Practically, Emiliya recommended a number of tasks we can undertake to put our resilience building and mindfulness into action. These included:
Journaling – this gives our thoughts a home. We can then analyse our thoughts and critique our inner critic.
Breathing exercises – consciously slowing our breathing rate to 6 breaths per minute for a period of 5 minutes at least once a day.
Using sound (“arrrrrgh”) or movement (eg dancing, running) to experience our strong emotions, such as anger, rather than expressing them through shouting or acting violently towards other people.
Keeping a gratitude journal – writing down 3 things we are grateful for every day.
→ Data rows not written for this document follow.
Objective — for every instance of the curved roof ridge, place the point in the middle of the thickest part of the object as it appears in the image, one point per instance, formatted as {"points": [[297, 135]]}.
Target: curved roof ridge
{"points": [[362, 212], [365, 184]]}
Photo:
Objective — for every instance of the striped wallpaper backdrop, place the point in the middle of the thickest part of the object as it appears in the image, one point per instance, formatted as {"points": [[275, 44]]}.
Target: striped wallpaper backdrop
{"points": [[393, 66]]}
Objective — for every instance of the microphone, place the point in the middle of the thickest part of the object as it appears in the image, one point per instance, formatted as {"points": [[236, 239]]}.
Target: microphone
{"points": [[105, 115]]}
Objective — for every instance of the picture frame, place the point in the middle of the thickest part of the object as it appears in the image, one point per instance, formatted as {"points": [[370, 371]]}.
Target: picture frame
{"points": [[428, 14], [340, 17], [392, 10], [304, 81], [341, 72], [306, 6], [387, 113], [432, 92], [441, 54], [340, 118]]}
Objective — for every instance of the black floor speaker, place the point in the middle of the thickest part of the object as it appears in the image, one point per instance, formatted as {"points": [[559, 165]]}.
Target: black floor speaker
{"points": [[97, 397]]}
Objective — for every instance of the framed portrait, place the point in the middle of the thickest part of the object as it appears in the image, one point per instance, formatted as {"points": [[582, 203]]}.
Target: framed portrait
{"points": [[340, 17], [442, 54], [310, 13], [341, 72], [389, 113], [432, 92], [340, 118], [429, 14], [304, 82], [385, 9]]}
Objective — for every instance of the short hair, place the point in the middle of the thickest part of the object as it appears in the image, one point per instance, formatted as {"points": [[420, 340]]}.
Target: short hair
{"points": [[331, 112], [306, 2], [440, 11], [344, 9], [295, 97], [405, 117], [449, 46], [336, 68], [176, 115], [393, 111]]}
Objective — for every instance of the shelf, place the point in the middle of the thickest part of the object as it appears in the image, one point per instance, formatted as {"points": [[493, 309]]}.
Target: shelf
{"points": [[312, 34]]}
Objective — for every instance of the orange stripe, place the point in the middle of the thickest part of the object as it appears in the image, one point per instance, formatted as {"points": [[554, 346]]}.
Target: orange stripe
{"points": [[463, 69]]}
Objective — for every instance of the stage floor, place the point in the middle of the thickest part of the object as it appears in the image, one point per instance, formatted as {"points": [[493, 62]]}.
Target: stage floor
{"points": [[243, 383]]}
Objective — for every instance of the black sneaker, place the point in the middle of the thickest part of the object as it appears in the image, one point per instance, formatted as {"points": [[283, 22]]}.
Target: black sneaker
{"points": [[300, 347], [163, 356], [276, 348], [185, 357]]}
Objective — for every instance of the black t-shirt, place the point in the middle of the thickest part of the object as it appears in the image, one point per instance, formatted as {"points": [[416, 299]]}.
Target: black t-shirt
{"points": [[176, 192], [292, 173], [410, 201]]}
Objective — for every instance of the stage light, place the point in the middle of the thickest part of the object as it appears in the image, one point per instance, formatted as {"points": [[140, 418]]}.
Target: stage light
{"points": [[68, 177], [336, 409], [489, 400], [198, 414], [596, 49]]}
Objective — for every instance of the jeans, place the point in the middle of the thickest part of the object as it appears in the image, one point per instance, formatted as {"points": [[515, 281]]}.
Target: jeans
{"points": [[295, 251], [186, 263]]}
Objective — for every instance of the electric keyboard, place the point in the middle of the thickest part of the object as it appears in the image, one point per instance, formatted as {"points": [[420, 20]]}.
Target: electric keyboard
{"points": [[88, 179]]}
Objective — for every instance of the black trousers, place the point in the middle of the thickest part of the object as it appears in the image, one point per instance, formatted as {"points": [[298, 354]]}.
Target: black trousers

Informal mindfulness practice – tuning into the 5 senses of seeing, hearing, touch, taste and smell frequently throughout the day.
One of my favourite quotes that really summed up the messages shared throughout Mindful in May was this one:
“Humans are feeling creatures that think, not thinking creatures who feel.” Jill Bolte Taylor
And so there you are. A record of your learnings from Mindful in May 2020. May you continue to embrace these lessons each moment of every day, week, month and year for the rest of your life.